As far as latency issues goes - NTT is SE's chosen partner and they are the issue 100%. It's super easy to blame them, but in reality that isn't what fixes this. SE needs to work with NTT to ensure that users coming into their nodes are getting good results. Other gaming companies have done this in the past when widespread users reported issues. Before anyone tries to say it isn't widespread (because it doesn't affect them), please save it, it's documented even here on the OF in a 50+ page thread, as well as a litany of them elsewhere.
Regarding Bliztball - if it is more menu content, it will be a waste of resources/dead on arrival. The game does not need ANY more menu content. Here's the conundrum - do you design the content to be played/visited by the masses or do you simply design it to be the best it can/faithful/fun?

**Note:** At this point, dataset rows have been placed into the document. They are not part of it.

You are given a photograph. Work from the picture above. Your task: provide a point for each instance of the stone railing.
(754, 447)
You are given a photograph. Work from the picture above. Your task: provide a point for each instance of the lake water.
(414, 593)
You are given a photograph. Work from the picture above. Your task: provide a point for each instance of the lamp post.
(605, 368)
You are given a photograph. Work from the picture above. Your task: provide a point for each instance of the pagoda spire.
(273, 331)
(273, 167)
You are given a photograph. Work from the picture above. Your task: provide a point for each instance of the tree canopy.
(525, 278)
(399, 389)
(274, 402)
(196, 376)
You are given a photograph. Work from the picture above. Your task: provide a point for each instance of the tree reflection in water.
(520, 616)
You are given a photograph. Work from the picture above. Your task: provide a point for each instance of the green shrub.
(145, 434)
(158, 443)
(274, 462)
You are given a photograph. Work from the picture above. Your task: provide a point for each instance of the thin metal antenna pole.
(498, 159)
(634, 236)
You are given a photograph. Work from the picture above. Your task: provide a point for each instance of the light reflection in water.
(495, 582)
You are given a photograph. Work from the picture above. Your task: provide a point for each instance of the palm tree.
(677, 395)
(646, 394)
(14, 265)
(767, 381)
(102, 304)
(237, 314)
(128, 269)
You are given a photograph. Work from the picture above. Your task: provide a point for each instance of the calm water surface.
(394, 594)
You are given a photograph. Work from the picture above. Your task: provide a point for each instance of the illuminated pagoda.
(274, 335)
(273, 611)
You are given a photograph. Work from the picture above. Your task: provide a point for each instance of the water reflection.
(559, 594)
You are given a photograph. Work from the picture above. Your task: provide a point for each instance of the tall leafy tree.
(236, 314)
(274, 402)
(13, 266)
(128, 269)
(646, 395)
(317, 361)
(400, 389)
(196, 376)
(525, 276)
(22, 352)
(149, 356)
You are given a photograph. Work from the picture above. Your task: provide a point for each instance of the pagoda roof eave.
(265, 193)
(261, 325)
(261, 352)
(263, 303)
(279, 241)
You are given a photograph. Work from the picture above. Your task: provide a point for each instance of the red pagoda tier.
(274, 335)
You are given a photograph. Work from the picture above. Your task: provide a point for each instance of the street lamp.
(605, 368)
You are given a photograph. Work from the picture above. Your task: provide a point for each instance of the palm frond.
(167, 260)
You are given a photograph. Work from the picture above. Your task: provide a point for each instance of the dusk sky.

In my experience/opinion - these types of undertakings are best served by simply building the best possible iteration of the content form. In that, it will succeed on its own merit rather than artificially forcing it to be relevant to the masses.
What I would want out of Blitzball is a real live breathing match. Active gameplay elements, matchmaking, both solo and as a team, with ability to play against a range of AIs as well as PVP. It doesn't need to be some kind of scaling progression system, or have obscure rewards gated behind it, simply make it fun to play and people will participate.
It needs to be easily accessible, but deep at the same time. Build in functions to let FC's/statics/linkshells compete against each other for prizes. The idea is this should be something people can do during downtime for fun. Build in spectate options for people to watch.
If Chocobo Racing was basically Crash Team Racing/Mario Kart but with FF paint on it, I'd probably play it every single day with friends, but we got some awful implementation instead, basically dead on arrival.